Sentiment analysis component—example: Infinera Corp.
K-means clustering and PCA component—example: 4 clusters (R, G, B, Y).
We wanted to come up with a means of evaluating Goldman Sachs' GIR forecasting data against the market, and also against other possible predictors. This placed a heavy emphasis on meaningful visualizations of the given Marquee API data.
What it does
This project is composed of a series of Python scripts. It is divided into three components.
Visualization. This script takes in a ticker symbol and a start and end date (within the 5-year range for which we have GIR data for), and plots the four provided GS metrics—financial returns, growth, multiple, and integrated—against each update within the specified time range. This allows visually developing a sense of change in forward-looking guidance for any particular security over any supported period of time.

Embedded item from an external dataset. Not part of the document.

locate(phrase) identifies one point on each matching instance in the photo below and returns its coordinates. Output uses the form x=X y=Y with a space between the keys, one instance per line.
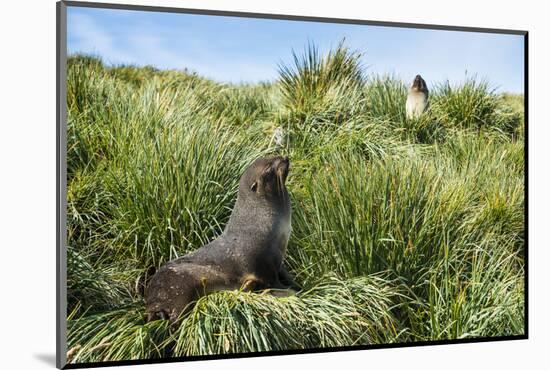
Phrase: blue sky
x=232 y=49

Sentiment analysis. In order to make this portion most interesting, we found the two securities with the highest variance in integrated score, and attempted to determine how well the sentiment of the Q&A portions of the quarterly earnings calls with shareholders predicted the GIR metrics. We obtained the Q&A portions of the earnings calls between the 1st quarter of 2012 and the 4th quarter of 2016, cleaned this data, and performed sentiment analysis to determine the likelihood of the Q&A section of the call being positive. We then graphed this probability against the number of quarters since the start of 2012. For the two securities in question, we found remarkable variance in this probability.
K-means clustering and PCA. We used the four metrics provided by the Marquee API (financial returns score, growth score, multiple score, and integrated score) to perform unsupervised learning on the dataset. First we used PCA to project the dataset from 4 dimensions into 3 to allow for easier visualization. Then, we performed k-means clustering to cluster the lower-dimensional data into 4 clusters so as to give potential clients a better understanding of the diversity in the dataset. The lower-dimensional clustering allows the user the ability to understand the similarities and differences among different stocks along axes which correspond to the greatest variance in the dataset.
How we built it
We used Python as the primary programming language for all components, with the help of libraries such as numpy, pandas, and matplotlib. We made use of a number of APIs, including Marquee for the GS data, and APIs for sentiment analysis.
Challenges we ran into
We ran into a great deal of difficulty finding an API that would give us the historical price of a given security at a particular time. The IEX API has a particularly limiting free option that makes rigorous data analysis comparing GS forecasting to actual market movement difficult, so we instead focused this portion of the project on comparing GS forecasting to other possible methods.
Cleaning data was a recurring challenge, as well. Initially, we spent a good amount of time working with the Marquee API to get the GSID to map to a ticker symbol and a company name. Ultimately, we were able to create a large local CSV file with all of the API data, so we can adopt any of our scripts to be fully local if API calls fail.